I am very proud of the community of people we have here. As a community, there are people all over the world solving captchas for the benefit of all of us. I’m humbled and impressed to be connected to you all in that way.

It’s important that we finish the initial scrape of data as soon as possible. We want to get the data as a “point in time”. The initial results show for the first time what are the highest case numbers in each region, and show the holes that affect the “density” of cases within a region. Some people won’t understand what I mean by density, but I have explained this previously. For DV2016 I published a series of articles that explained that in detail. You can start to read those articles here. In simple terms though if you were case number 1000 in a given region, you might think there are 999 cases in front of you. That will not be the case, since there are “holes” which are case numbers without any real case attached. These are cases that were removed before the winners were announced, either because the cases were disqualified (duplicate entries, invalid country selections etc) or the country was stopped because there were already “enough” winners from that specific country. That makes more sense when you understand the draw process, which you can read about here.

Now, as I mentioned in my last blog post I was hoping I would wake up this morning and find that AF region was completed. It is. So I am going to show you the chart from Xarthisius that shows all the cases for AF region. I will also show you the same view from DV2018 and DV2015 to show the differences. I have data going back several years, but the charts that Xarthisius has produced illustrate the data very well .

So – first of all, here is the chart for DV2019 AF region.

DV2019 AF region CEAC data

So – what does that show? Well first of all we can see there are no case numbers above 2019AF48XXX. So – if you have a number in that final range you now know you are at the back of the line. But another important finding is the holes. The holes are in blue on the graph above. You can see the holes rate starts at about 30 – 35% on average, meaning that each one thousand case numbers only has around 600 to 700 actual cases. The holes rate increases after about 20000, which happens as countries become “limited”. These countries are countries such as Ghana, Egypt, Ethiopia and DRC Congo. Remember I am talking about countries limited for SELECTEES – this does NOT necessarily mean they will be limited for visas to be issued.

Now, let’s look at the contrast with DV2018 and DV2015.

DV2018 AF region CEAC data
DV2015 AF region CEAC data

In the other charts (which are available on Xarthisius’ site along with the full data set for download) we can see that the starting holes rate in previous years was closer to 20%. That is the case for several years (DV2018, DV2017, DV2016, DV2015 and DV2014 at least). So – there has been a sudden increase in the holes rate. A sudden increase in cases disqualified before the winners were announced. That is very significant. I cannot be certain why that would be the case, but I can speculate the following possibilities:

  • Increased information leading to better techniques to disqualify duplicate entries.
  • Entries being disqualified for re-using photos from previous years (that was threatened/warned about in DV2018 but not implemented in DV2018).
  • Possible targeting of entries from certain countries known for high levels of fraud (Ghana springs to mind).

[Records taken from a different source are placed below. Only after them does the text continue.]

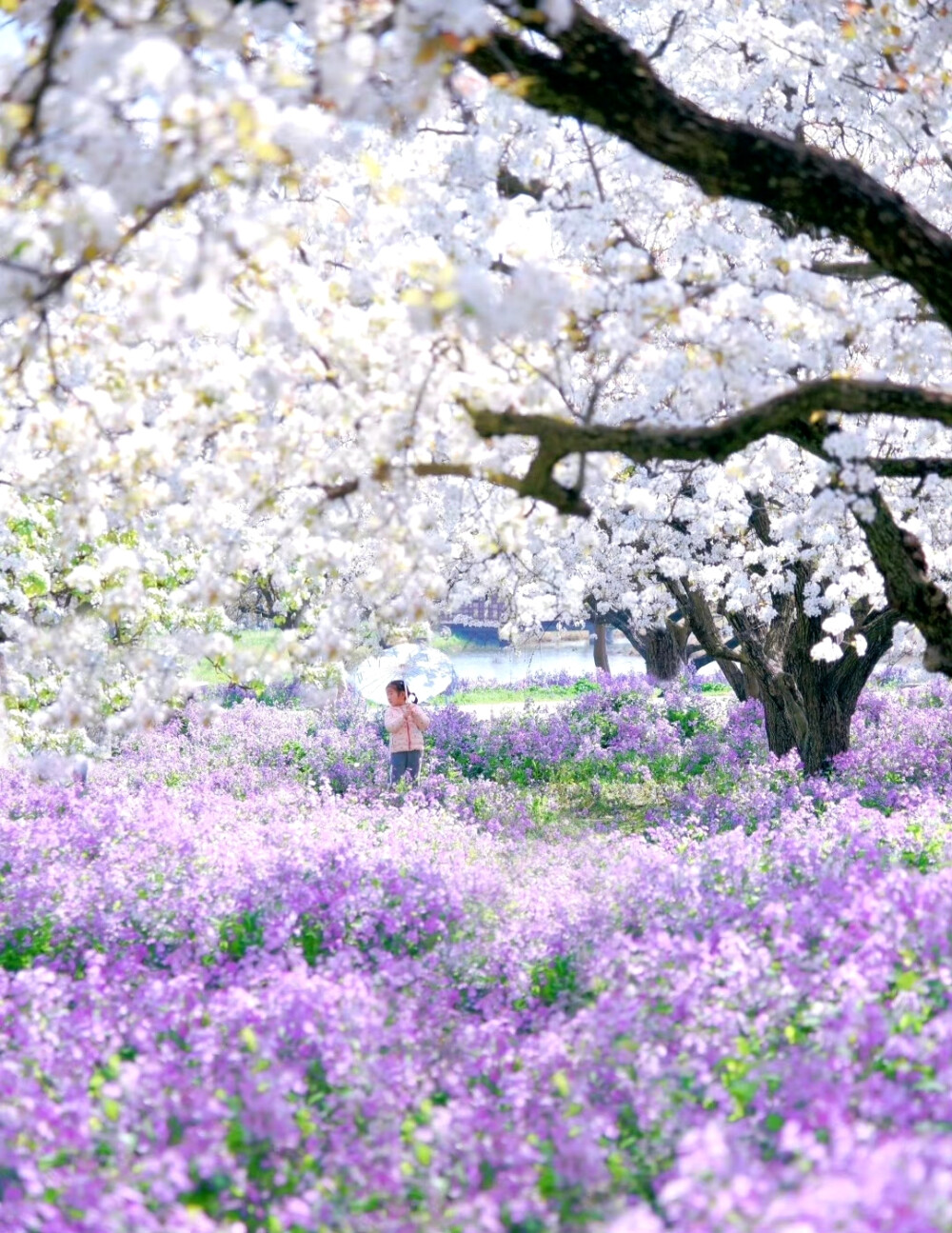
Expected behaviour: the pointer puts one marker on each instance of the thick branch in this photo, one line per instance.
(898, 555)
(601, 80)
(801, 416)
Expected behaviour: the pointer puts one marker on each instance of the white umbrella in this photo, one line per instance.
(425, 671)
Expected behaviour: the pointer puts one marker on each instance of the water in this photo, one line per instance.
(506, 665)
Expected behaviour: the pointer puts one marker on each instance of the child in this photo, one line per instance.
(406, 724)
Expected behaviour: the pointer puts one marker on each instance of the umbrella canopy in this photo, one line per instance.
(426, 672)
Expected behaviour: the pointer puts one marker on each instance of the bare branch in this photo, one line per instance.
(602, 80)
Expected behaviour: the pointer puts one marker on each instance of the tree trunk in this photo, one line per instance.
(781, 735)
(663, 652)
(601, 647)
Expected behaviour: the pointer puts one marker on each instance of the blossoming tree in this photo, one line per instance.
(312, 259)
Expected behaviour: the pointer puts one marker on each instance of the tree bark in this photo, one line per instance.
(663, 650)
(601, 647)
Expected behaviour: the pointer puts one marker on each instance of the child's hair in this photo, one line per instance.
(401, 686)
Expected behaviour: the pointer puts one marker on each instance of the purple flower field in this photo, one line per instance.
(606, 966)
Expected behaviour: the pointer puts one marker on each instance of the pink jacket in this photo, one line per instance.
(406, 726)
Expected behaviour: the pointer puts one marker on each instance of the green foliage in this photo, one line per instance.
(239, 933)
(26, 944)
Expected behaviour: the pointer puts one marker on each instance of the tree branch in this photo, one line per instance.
(801, 416)
(602, 80)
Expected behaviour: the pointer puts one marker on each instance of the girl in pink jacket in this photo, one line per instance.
(406, 723)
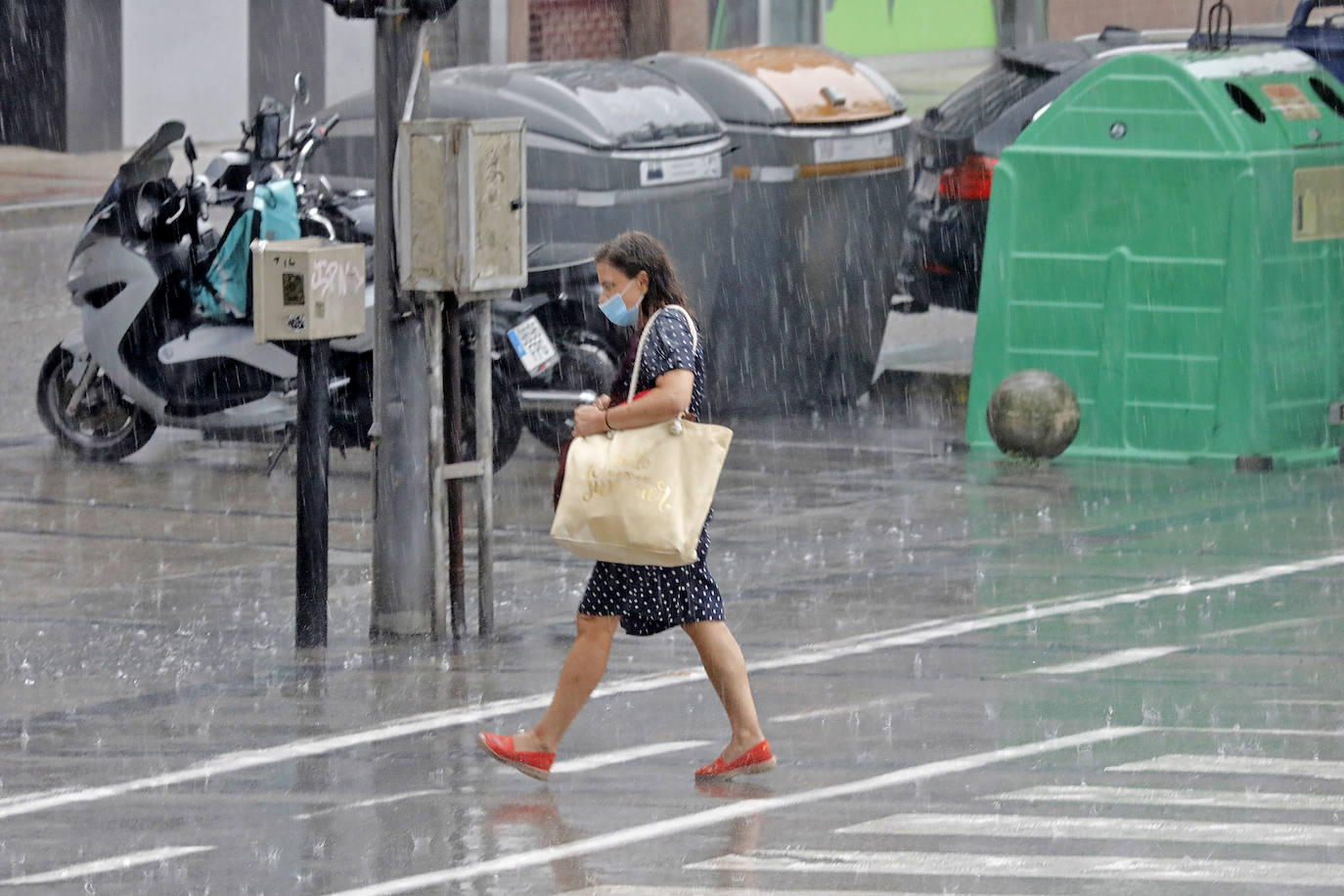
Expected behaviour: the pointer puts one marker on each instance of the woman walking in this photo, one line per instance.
(639, 281)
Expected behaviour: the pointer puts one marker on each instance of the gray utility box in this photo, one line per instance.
(610, 147)
(306, 289)
(820, 183)
(461, 223)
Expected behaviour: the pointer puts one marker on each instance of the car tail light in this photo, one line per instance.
(967, 180)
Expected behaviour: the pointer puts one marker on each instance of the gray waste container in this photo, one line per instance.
(610, 147)
(819, 191)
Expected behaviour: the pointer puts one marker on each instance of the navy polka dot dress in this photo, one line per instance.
(650, 600)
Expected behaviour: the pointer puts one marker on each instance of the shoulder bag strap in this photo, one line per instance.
(644, 336)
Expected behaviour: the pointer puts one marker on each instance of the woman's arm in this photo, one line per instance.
(671, 395)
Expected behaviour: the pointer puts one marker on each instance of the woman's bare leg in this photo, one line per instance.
(582, 669)
(728, 670)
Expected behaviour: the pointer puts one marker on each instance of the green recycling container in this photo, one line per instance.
(1168, 238)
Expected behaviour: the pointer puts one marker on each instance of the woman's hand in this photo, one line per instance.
(589, 420)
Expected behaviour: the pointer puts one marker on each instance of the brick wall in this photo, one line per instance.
(577, 29)
(1071, 18)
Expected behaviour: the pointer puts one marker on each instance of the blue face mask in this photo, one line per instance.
(617, 312)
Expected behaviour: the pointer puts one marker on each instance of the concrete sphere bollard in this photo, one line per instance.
(1032, 414)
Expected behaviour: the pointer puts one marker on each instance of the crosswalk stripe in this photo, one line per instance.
(367, 803)
(664, 828)
(1170, 797)
(614, 756)
(898, 700)
(1109, 868)
(104, 866)
(1106, 661)
(633, 889)
(1239, 766)
(1189, 831)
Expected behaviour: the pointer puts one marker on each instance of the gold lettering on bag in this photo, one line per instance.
(624, 475)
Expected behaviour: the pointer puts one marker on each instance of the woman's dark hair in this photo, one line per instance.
(635, 251)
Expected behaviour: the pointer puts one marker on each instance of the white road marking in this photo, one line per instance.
(628, 889)
(1264, 626)
(844, 648)
(719, 814)
(1109, 868)
(1106, 661)
(944, 629)
(1113, 829)
(899, 700)
(366, 803)
(1300, 702)
(1238, 766)
(104, 866)
(1257, 733)
(600, 759)
(1172, 797)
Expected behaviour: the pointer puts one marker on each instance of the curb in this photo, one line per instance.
(67, 211)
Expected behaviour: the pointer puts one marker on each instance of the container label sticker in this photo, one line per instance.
(829, 150)
(678, 171)
(1319, 203)
(1290, 103)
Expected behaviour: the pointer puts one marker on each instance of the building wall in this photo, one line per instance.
(93, 75)
(348, 57)
(1071, 18)
(886, 27)
(32, 72)
(184, 60)
(578, 29)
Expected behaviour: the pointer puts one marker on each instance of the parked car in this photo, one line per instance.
(959, 146)
(1316, 28)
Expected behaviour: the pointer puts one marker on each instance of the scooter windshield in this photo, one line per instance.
(152, 160)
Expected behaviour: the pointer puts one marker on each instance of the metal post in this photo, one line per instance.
(403, 529)
(453, 454)
(485, 452)
(312, 495)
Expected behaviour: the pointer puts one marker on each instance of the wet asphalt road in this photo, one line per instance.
(980, 676)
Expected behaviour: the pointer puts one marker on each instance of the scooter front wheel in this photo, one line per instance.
(104, 426)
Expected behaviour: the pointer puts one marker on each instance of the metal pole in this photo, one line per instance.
(403, 531)
(433, 313)
(453, 454)
(485, 452)
(312, 495)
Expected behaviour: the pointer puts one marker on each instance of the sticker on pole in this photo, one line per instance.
(532, 345)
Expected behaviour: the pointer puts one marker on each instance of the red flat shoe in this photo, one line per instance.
(751, 762)
(532, 763)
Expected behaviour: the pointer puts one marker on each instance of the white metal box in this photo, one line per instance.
(461, 223)
(306, 289)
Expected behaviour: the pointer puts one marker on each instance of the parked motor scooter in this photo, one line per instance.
(165, 337)
(557, 309)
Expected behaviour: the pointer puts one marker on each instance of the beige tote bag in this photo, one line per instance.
(642, 496)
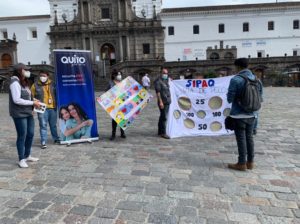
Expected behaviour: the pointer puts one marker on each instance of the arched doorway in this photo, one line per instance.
(108, 53)
(6, 60)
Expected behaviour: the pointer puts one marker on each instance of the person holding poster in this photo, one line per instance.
(71, 133)
(78, 126)
(44, 90)
(116, 78)
(21, 105)
(163, 100)
(244, 120)
(146, 81)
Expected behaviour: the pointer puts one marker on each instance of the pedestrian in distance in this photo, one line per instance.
(163, 95)
(44, 90)
(146, 81)
(116, 77)
(21, 105)
(244, 114)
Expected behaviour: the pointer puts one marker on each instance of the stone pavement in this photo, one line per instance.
(145, 179)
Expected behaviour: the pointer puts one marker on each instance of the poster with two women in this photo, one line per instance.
(75, 96)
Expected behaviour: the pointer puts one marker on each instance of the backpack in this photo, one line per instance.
(250, 99)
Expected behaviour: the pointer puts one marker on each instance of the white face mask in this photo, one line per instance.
(165, 76)
(43, 79)
(119, 77)
(26, 74)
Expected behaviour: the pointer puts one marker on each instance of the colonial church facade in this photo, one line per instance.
(111, 30)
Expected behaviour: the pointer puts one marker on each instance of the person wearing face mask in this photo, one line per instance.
(163, 100)
(44, 90)
(116, 77)
(21, 105)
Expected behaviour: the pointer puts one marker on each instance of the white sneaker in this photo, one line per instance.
(22, 163)
(32, 159)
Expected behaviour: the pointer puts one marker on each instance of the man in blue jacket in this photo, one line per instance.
(244, 120)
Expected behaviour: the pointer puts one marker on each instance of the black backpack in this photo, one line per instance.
(250, 98)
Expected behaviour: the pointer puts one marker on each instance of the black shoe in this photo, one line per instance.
(165, 136)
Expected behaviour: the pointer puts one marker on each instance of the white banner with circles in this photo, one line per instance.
(199, 107)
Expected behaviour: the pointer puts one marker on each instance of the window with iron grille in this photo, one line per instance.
(245, 27)
(221, 28)
(171, 30)
(105, 13)
(146, 48)
(196, 29)
(271, 25)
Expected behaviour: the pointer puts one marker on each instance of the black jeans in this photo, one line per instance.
(244, 139)
(114, 128)
(162, 119)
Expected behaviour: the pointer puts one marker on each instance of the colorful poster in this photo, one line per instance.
(124, 101)
(75, 96)
(199, 107)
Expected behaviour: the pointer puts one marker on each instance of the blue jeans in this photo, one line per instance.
(244, 139)
(50, 116)
(255, 121)
(25, 132)
(163, 119)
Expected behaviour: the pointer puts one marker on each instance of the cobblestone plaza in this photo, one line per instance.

As I said, I cannot be certain what happened, but it is clear that some different technique was used this year. Now – this does not affect you if you have a case number, you got through that initial screening, but it is interesting nonetheless.

The DV2019 chart also shows less obvious country drops. For example, in the other two examples you can more clearly identify sudden drops in real case density indicating a precise point where a country stopped getting selectees. That is harder to pinpoint on the DV2019 chart. There is a reduction starting at around case number 20000, but the reduction is more of a gentle slope toward the final density which shows around 60 to 65% of the case numbers are holes by the upper case number ranges.

The DV2019 data also shows the cases that have already been scheduled, or issuances. Once we have all the data we will be able to see those issued numbers and see how many cases are on AP, or get refused. All very valuable information.

As we get the same data for other regions we will know more about the density in general. I hope you can see how valuable this data is. Obviously the CEAC data is interesting to each individual case, but by looking at all the data together we can get some valuable insights.

Thanks once again to the scrapers – keep scraping!!! If you haven’t yet scraped many numbers, please use this update as encouragement to give us a few hours of your time.